Jeder dritte Italiener kauft gern online. Im Vergleich zu den vorherigen Jahren ist die Online-Nachfrage stark gestiegen. Gerade die wachsende Nachfrage in Verbindung mit einem im Vergleich zu Deutschland weniger hartem Wettbewerb kann für deutsche Unternehmen sehr interessant sein. Wer sich an grundlegende Besonderheiten des italienischen Markts (wie die Sensibilität für Preisaktionen und das Bedürfnis nach Angeboten in der Muttersprache) hält, hat gute Erfolgschancen in dem noch jungen Markt.


Wer kauft online?

Hier einige interessante Daten über die italienischen Online-Käufer:
• Mehr als die Hälfte (55%) der italienischen Online-Käufer sind jünger als 44 Jahre.
• 53% der Online-Käufer sind Männer.
• 61% kaufen durch Mobile-Geräte.

Was kaufen die Italiener gern?

Neben Tourismus sind die Elektronik- und Mode-Branchen die wichtigsten Säulen des italienischen E-Commerce, gefolgt vom Büchermarkt.
Elektrogeräte, insbesondere Smartphones, Tablets, PCs sowie Haushaltsgeräte sind oft gekaufte Produkte im Internet. Im Jahr 2015 wurden etwa 15 Millionen Smartphones verkauft. Der Online-Mode-Handel ist in den letzten 5 Jahren um 30% gewachsen und macht heute 10% des gesamten E-Commerce-Umsatzes in Italien aus.
Das ist eine große Chance, für alle, die mit Mode handeln. Hier lohnt sich eine Expansion auf den italienischen Markt. Gerade mit Hilfe von Plattformen wird es Anbietern aus technischer Sicht hier auch einfach gemacht, neue Kunden in Italien zu erreichen.

Rechtliche Unterschiede

Das innerhalb der EU nicht harmonisierte Gewährleistungsrecht hat in Italien viele Ähnlichkeiten mit den deutschen Normen. Jedoch sind die Meldefrist, einen Mangel innerhalb von 2 Monaten ab der Entdeckung beim Händler anzuzeigen oder die Möglichkeit für Verbraucher, innerhalb von 26 Monaten (statt 24 wie in Deutschland) ihr Gewährleistungsrecht auszüben, Neuigkeiten für deutsche Händler.
Wichtig ist auch: Jede Information, die an einen Verbraucher oder Nutzer in Italien gerichtet ist, muss in italienischer Sprache verfasst werden.

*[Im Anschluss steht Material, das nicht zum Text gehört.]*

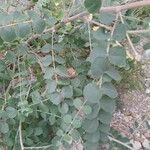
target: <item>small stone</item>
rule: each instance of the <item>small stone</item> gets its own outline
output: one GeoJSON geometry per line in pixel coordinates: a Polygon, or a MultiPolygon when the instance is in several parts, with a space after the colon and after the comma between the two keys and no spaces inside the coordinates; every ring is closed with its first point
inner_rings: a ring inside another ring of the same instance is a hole
{"type": "Polygon", "coordinates": [[[144,140],[144,142],[142,143],[144,148],[150,149],[150,143],[147,139],[144,140]]]}
{"type": "Polygon", "coordinates": [[[150,89],[146,89],[145,93],[149,94],[150,93],[150,89]]]}
{"type": "Polygon", "coordinates": [[[138,142],[138,141],[134,141],[134,142],[132,143],[132,145],[133,145],[133,149],[134,149],[134,150],[140,150],[140,149],[142,148],[141,143],[138,142]]]}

Wie wird in Italien der Vertrag geschlossen?

Ein kleiner aber für die tägliche Praxis sehr relevanter Unterschied ist die Vertragsschlussregelung. Das Prinzip des „unverbindlichen Angebotes“ im Online-Shop kennt das italienische Recht nicht. Die Produktdarstellung gilt dort als rechtlich verbindliches Vertragsangebot seitens des Händlers.
Dies bedeutet, dass der Kaufvertrag unmittelbar durch die Bestellung des Kunden zustande kommt und nicht erst durch die Bestätigung des Händlers. Bestellungen sind also bindend und können nicht abgelehnt oder durch Fristen hinausgezögert werden.
Das ist allerdings nur scheinbar ein Unterschied, denn z.B. gilt das für Verkäufe über eBay auch genauso in Deutschland.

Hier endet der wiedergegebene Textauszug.